### The regular rate and commissions. Part 2.

You know, I really have to start coming up with better titles for these posts. I’m getting boring beyond belief. Could be because I have spent the better part of a year talking about the FLSA and Regulations and every time I try to do something even a bit funny I get knocked down by someone in . . . . well, let’s not go there.

Last week we talked about the really simple and admittedly very rare situation where an employee gets paid on an hourly basis with weekly commissions. But what about the less simple and more common situation where a non-exempt employee gets paid commission once a month, or once a quarter? Then what?

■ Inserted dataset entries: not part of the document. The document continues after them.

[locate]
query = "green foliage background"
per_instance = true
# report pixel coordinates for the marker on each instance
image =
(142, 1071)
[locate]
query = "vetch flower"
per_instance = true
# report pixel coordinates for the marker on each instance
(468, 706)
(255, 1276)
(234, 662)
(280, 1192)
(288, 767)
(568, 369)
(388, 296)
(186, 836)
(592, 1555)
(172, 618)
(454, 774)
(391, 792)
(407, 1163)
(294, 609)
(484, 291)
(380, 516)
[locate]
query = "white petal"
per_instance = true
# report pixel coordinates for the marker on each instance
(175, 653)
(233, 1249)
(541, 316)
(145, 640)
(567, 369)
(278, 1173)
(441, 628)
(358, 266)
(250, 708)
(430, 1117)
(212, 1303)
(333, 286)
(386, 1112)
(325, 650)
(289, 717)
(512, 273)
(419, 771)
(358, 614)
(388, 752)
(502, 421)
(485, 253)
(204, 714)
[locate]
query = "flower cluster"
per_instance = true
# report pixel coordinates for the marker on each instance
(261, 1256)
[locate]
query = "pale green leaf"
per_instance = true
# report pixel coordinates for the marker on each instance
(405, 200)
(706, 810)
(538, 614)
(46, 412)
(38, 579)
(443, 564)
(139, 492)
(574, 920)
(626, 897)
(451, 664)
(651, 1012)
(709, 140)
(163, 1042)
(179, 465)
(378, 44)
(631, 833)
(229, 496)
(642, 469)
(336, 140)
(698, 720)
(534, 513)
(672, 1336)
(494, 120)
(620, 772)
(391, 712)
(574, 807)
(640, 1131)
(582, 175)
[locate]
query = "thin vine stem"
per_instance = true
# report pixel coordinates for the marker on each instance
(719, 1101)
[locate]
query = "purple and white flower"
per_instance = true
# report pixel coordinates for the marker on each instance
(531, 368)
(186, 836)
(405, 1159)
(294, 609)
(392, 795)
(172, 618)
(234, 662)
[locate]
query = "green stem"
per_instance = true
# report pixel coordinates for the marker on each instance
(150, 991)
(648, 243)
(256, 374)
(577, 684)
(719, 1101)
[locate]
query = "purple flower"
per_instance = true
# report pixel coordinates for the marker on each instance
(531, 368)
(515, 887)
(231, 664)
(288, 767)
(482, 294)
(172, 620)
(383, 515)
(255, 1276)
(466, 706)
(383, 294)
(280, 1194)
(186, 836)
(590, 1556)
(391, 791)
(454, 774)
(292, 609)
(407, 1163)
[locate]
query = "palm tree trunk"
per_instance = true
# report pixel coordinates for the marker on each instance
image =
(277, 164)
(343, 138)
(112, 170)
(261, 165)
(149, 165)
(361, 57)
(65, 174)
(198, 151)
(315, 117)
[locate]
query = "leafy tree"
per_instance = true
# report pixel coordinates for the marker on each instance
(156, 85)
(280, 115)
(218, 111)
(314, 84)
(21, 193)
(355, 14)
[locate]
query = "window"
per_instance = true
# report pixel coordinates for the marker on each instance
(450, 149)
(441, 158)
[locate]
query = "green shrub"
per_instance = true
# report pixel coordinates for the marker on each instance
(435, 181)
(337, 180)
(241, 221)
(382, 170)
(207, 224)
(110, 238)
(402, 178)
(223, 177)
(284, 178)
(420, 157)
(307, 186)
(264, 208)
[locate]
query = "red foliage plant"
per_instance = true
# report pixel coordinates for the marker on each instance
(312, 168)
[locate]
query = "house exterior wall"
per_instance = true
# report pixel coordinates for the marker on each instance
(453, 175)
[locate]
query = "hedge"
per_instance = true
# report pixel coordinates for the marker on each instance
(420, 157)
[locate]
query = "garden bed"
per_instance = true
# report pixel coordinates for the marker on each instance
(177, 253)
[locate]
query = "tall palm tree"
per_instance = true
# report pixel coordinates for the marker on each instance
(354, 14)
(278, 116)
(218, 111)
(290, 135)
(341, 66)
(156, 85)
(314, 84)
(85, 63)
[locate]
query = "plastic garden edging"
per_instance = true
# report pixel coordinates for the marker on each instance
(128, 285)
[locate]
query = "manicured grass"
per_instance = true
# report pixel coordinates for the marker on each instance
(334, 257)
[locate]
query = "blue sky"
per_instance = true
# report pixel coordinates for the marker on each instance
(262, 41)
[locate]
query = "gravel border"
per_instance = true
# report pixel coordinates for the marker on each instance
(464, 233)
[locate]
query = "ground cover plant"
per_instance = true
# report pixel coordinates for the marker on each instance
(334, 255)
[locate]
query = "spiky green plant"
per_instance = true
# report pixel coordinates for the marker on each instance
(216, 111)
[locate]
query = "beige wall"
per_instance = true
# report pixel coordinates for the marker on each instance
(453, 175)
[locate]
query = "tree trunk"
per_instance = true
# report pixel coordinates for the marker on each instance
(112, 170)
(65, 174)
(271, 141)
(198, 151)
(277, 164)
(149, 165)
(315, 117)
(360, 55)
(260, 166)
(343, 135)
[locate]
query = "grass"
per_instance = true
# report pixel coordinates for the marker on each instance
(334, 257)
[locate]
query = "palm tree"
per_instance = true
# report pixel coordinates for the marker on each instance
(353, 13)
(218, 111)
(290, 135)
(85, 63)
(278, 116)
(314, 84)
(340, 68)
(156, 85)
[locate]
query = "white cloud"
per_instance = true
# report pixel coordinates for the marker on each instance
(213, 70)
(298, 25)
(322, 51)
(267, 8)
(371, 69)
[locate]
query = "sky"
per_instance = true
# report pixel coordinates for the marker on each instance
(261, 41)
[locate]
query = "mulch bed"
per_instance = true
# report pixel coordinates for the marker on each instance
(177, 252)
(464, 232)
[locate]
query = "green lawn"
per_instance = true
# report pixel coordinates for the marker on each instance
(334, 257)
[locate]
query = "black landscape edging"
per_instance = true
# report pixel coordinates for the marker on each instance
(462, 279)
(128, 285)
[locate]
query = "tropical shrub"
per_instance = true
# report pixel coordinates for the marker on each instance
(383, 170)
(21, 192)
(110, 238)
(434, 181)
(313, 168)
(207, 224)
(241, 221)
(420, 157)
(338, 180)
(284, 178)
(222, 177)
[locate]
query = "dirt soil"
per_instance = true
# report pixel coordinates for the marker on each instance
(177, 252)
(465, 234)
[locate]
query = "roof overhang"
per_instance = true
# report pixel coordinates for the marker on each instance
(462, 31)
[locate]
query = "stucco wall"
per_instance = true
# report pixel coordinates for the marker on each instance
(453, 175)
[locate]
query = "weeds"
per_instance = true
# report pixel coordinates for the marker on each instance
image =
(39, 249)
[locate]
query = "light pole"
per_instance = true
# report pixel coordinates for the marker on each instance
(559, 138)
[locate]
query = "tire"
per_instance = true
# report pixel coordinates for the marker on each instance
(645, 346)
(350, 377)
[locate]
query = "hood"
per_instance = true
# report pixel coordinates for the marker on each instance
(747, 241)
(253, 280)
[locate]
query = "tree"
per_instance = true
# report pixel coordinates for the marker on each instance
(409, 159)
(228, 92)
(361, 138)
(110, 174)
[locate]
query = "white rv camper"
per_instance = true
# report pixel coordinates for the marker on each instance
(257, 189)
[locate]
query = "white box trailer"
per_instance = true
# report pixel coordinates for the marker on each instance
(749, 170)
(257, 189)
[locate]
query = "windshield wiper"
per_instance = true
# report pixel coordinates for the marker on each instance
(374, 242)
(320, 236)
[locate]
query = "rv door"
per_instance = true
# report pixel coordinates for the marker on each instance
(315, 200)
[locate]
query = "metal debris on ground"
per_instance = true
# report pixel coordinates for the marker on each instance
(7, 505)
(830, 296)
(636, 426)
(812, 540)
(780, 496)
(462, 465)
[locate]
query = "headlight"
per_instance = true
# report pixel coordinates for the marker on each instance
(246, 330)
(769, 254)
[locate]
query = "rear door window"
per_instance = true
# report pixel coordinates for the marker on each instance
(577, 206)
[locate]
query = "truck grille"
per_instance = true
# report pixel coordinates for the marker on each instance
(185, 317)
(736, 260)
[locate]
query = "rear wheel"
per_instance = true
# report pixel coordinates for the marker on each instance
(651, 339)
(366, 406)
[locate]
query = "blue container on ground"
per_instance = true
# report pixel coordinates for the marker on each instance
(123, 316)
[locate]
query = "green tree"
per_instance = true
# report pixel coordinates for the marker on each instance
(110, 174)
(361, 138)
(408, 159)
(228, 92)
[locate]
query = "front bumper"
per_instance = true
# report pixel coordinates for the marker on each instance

If the calculation and payment of the commission cannot be completed until sometime after the regular pay day for the workweek, the employer may disregard the commission in computing the regular hourly rate until the amount of commission can be ascertained. Until that is done he may pay compensation for overtime at a rate not less than one and one-half times the hourly rate paid the employee, exclusive of the commission. When the commission can be computed and paid, additional overtime compensation due by reason of the inclusion of the commission in the employee’s regular rate must also be paid. To compute this additional overtime compensation, it is necessary, as a general rule, that the commission be apportioned back over the workweeks of the period during which it was earned. The employee must then receive additional overtime compensation for each week during the period in which he worked in excess of the applicable maximum hours standard. The additional compensation for that workweek must be not less than one-half of the increase in the hourly rate of pay attributable to the commission for that week multiplied by the number of hours worked in excess of the applicable maximum hours standard in that workweek.

29 CFR § 778.119. So what you are doing here is getting the commission total on a, say, monthly or quarterly basis. Figure out how much of the commission was earned in each week of whatever period is covered, then you recalculate the regular rate for each week and pay the employee an additional amount equal to one-half of the increase in the regular rate for all of the overtime hours worked in that week. Not that bad, right? But you can only use this method when you can actually allocate the commission to a workweek in which it was earned.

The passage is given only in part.